Тут она позволила себе слегка улыбнуться. Вспомнила, как в тот вечер в Вегасе Тони со всевозможными пьяными подробностями и отступлениями стал ей объяснять, что удачу можно приманить. Нужно только открыться, как окно, и гадать, когда влетит счастье. Потом они поговорили о том, что бывает, когда окно заклинит. Почему бы ей не попытаться освободить окно, сказал Топи, Она пожала плечами и ответила, что попыталась раз, но ничего хорошего не вышло. Хуже некуда, сказала она. Она не назвала имени Хармона и не стала распространяться о том, что произошло в Лун-Пойнте, но объяснила, что в результате заклинило еще сильнее. Неутешительный итог, сказала она. Полный проигрыш. Никакого сияния. Пока Тони слушал, его глаза блуждали где-то далеко, а когда она кончила, он кивнул и сказал: «Смысл, в общем, ясен», а она сказала: «Смысла-то никакого и нет». Она спросила, хочет ли он знать об этом больше. Он ответил – нет, спасибо. Может, знал и без нее. Очень даже вероятно. Но про муки раскаяния он наверняка не знал, так что она ему про них рассказала. Как она потом много месяцев не спала по ночам. В общем, жутко неудачная была попытка освобождения, сказала она, и потом хотелось только одного – сохранить все в тайне; но очень скоро умолчание стало для нее хуже, чем сама эта жуткая провинность.

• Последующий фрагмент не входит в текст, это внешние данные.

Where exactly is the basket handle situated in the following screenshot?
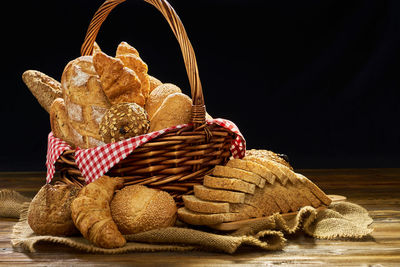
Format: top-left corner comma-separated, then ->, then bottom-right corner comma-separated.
81,0 -> 206,126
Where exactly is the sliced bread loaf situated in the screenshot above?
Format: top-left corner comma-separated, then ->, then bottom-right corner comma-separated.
212,165 -> 265,188
203,175 -> 256,194
193,185 -> 245,203
226,159 -> 276,184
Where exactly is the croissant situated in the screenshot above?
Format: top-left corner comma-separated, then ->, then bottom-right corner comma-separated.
71,176 -> 126,248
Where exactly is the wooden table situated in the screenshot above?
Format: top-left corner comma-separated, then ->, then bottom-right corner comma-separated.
0,169 -> 400,266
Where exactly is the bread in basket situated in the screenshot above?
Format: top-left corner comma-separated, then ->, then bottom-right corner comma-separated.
42,0 -> 245,205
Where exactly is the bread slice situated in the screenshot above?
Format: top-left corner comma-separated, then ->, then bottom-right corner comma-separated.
229,203 -> 264,218
243,156 -> 288,185
244,185 -> 281,216
286,183 -> 311,211
178,207 -> 249,225
273,183 -> 299,213
212,165 -> 265,188
182,195 -> 230,213
203,175 -> 256,194
298,183 -> 321,208
297,173 -> 332,206
226,159 -> 276,184
193,185 -> 245,203
246,149 -> 293,170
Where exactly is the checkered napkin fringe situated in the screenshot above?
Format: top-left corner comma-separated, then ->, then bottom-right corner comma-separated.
46,119 -> 246,183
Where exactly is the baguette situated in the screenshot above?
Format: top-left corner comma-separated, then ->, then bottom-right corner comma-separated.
22,70 -> 62,113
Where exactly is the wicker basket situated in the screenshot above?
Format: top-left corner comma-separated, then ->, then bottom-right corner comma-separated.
56,0 -> 235,205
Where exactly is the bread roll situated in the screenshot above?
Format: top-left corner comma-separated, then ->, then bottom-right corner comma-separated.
149,93 -> 192,132
93,52 -> 145,107
22,70 -> 62,113
28,184 -> 80,236
145,83 -> 182,120
111,185 -> 177,234
115,42 -> 150,99
100,103 -> 150,143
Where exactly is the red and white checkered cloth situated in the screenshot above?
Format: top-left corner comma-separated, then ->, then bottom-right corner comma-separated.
46,119 -> 246,183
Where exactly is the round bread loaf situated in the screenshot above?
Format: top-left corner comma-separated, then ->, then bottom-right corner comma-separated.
99,103 -> 150,143
111,185 -> 177,235
145,83 -> 182,120
28,184 -> 80,236
149,75 -> 162,93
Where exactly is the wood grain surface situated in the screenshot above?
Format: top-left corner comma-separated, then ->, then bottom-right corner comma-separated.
0,169 -> 400,266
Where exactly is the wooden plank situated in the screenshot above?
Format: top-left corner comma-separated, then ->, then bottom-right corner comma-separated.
0,169 -> 400,266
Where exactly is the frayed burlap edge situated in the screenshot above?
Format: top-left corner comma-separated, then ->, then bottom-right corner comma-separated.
11,202 -> 373,254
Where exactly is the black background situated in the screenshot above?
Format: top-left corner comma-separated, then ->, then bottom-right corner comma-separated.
0,0 -> 400,171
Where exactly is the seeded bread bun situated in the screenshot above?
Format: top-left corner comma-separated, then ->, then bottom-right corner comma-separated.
28,184 -> 80,236
111,185 -> 177,235
99,103 -> 150,143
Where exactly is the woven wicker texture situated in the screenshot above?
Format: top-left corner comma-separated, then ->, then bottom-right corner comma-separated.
56,0 -> 235,205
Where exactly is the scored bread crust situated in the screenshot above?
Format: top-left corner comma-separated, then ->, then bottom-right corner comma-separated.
145,83 -> 182,120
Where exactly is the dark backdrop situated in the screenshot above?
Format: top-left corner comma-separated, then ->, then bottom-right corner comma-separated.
0,0 -> 400,171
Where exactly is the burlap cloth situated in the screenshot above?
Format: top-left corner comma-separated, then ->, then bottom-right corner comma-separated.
0,190 -> 373,254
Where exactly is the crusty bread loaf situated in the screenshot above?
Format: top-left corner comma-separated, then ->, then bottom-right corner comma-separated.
212,165 -> 265,188
146,75 -> 162,93
50,98 -> 75,146
61,56 -> 111,148
229,203 -> 264,218
246,149 -> 293,170
243,156 -> 289,185
203,175 -> 256,194
145,83 -> 182,120
93,52 -> 146,107
111,185 -> 177,234
22,70 -> 62,113
193,185 -> 245,203
115,42 -> 150,100
149,91 -> 192,132
226,159 -> 276,184
28,184 -> 80,236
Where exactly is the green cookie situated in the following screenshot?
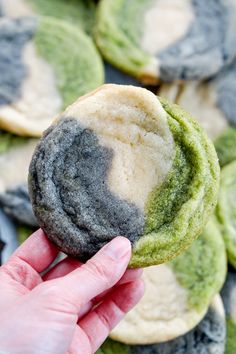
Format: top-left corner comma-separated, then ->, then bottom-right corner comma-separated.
215,127 -> 236,167
216,160 -> 236,268
0,16 -> 104,137
0,0 -> 95,34
221,269 -> 236,354
29,85 -> 219,267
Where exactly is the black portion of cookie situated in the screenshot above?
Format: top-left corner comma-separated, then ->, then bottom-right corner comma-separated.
130,307 -> 226,354
29,118 -> 144,261
0,185 -> 38,227
158,0 -> 236,81
0,17 -> 37,106
216,61 -> 236,125
105,63 -> 142,86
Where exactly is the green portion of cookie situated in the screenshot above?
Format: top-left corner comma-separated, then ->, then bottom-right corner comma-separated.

– Значит, он узнал? – спросил Тони.

– Кое-что. Не все.

– И как он?

– Слезы, ужас. Сказал, я была для него святыней. Мое тело, мой язык, всё. Наше «мы». Сказал, если это случится опять, он уйдет и не вернется.

– А случится? Опять?

– Это вопрос. – Она вспомнила, как покачала головой, потом встала. – Я вам тут вконец голову заморочила. Глупо получилось.

– Ничего подобного.

– Нет, глупо, глупо. Пошли, еще счастья попытаем.

Поиграли еще час, большей частью проигрывая, потом поднялись на лифте на восьмой этаж. У двери ее номера Тони сказал: «Я бы вас поцеловал, не будь я таким свиным окороком», она рассмеялась, сказала: «Не такая уж плохая вещь» – и поцеловала его в щеку, а Тони тогда сказал «Я теперь буду жить вечно». Она пожелала ему спокойной ночи.